Le Docteur Pascal

Le Docteur Pascal (paragraphe n°1893)

Chapitre XIV

L'Arbre généalogique, le seul document intact, était joint à l'enveloppe, et Clotilde apporta le tout sur la table, près du berceau. Quand elle eut sorti les débris un à un, elle constata, ce dont elle était déjà à peu près certaine, que pas une page entière de manuscrit ne restait, pas une note complète ayant un sens. Il n'existait que des fragments, des bouts de papier à demi brûlés et noircis, sans lien, sans suite. Mais, pour elle, à mesure qu'elle les examinait, un intérêt se levait de ces phrases incomplètes, de ces mots à moitié mangés par le feu, où tout autre n'aurait rien compris. Elle se souvenait de la nuit d'orage, les phrases se complétaient, un commencement de mot évoquait les personnages, les histoires. Ce fut ainsi que le nom de Maxime tomba sous ses yeux ; et elle revit l'existence de ce frère qui lui était resté étranger, dont la mort, deux mois plus tôt, l'avait laissée presque indifférente.

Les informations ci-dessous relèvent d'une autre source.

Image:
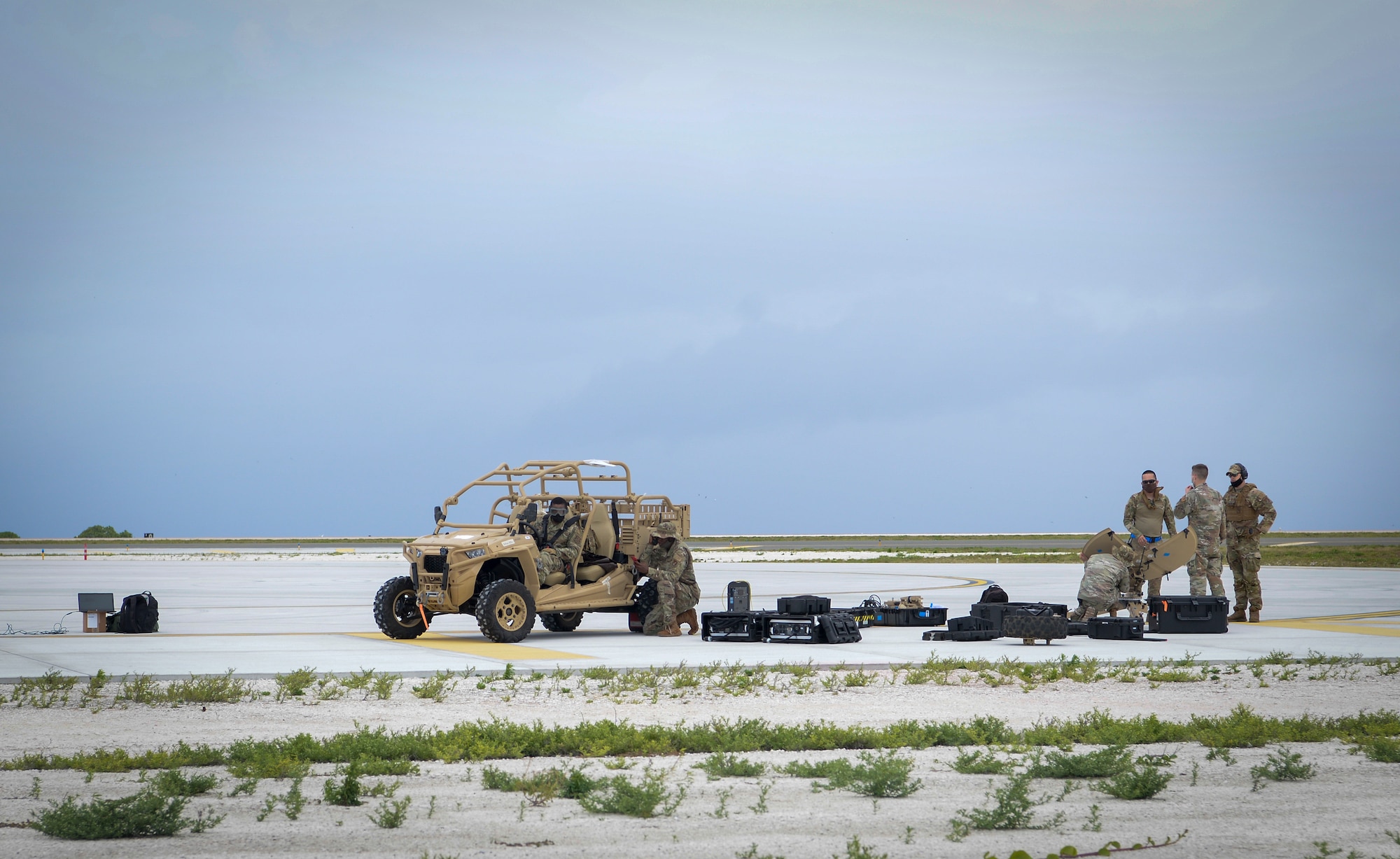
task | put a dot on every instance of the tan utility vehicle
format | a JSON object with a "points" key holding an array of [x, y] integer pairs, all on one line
{"points": [[489, 570]]}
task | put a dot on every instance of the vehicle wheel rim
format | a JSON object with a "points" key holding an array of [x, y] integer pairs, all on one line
{"points": [[510, 612], [407, 609]]}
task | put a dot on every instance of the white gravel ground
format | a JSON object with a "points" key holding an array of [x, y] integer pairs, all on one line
{"points": [[1350, 804]]}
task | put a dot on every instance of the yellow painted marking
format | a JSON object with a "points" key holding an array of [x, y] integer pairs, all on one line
{"points": [[1338, 623], [477, 647]]}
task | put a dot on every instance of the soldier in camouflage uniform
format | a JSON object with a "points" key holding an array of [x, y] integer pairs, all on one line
{"points": [[1208, 514], [559, 538], [668, 561], [1250, 514], [1105, 580], [1143, 517]]}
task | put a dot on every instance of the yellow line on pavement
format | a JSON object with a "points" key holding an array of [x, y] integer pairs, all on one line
{"points": [[477, 647]]}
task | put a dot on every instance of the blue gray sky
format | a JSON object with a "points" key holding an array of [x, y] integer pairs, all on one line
{"points": [[309, 267]]}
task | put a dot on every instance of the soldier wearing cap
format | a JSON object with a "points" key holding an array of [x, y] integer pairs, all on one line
{"points": [[559, 538], [667, 560], [1144, 517], [1250, 514], [1105, 580], [1206, 508]]}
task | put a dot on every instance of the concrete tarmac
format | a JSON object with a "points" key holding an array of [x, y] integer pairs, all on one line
{"points": [[270, 613]]}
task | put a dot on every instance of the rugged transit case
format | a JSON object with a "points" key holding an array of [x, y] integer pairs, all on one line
{"points": [[995, 612], [1116, 629], [1186, 615], [929, 616], [804, 605], [733, 626], [811, 629], [967, 629], [1035, 626]]}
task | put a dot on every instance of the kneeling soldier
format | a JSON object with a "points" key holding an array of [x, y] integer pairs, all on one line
{"points": [[668, 561], [1105, 580]]}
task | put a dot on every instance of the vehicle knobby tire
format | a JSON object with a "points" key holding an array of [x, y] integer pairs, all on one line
{"points": [[562, 622], [506, 610], [397, 609]]}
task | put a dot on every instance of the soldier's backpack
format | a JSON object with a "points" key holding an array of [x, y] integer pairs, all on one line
{"points": [[141, 613], [995, 595]]}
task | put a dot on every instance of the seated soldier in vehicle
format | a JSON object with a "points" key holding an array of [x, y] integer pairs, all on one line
{"points": [[559, 538], [668, 561], [1105, 580]]}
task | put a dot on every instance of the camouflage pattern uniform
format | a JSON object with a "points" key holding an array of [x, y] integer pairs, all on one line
{"points": [[558, 546], [676, 575], [1144, 517], [1105, 580], [1206, 508], [1244, 508]]}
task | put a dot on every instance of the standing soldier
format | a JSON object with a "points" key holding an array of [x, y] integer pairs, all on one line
{"points": [[668, 561], [1208, 512], [1105, 580], [1250, 514], [559, 538], [1143, 517]]}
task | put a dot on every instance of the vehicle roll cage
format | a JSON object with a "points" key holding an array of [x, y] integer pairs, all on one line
{"points": [[531, 482]]}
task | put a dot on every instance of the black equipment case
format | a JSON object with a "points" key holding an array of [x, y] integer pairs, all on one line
{"points": [[929, 616], [967, 629], [1116, 629], [1186, 615], [995, 612], [733, 626], [804, 605]]}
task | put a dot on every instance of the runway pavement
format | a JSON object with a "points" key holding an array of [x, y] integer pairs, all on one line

Ensuite, une ligne tronquée contenant le nom de son père, lui causa un malaise ; car elle croyaitsavoir que celui-ci avait mis dans sa poche la fortune et l'hôtel de son fils, grâce à la nièce de son coiffeur, cette Rose si candide, payée d'un tant pour cent généreux. Puis, elle rencontra encore d'autres noms, celui de son oncle Eugène, l'ancien vice-empereur, ensommeillé à cette heure, celui de son cousin Serge, le curé de Saint-Eutrope, qu'on lui avait dit phtisique et mourant, la veille. Et chaque débris s'animait, la famille exécrable et fraternelle renaissait de ces miettes, de ces cendres noires où ne couraient plus que des syllabes incohérentes.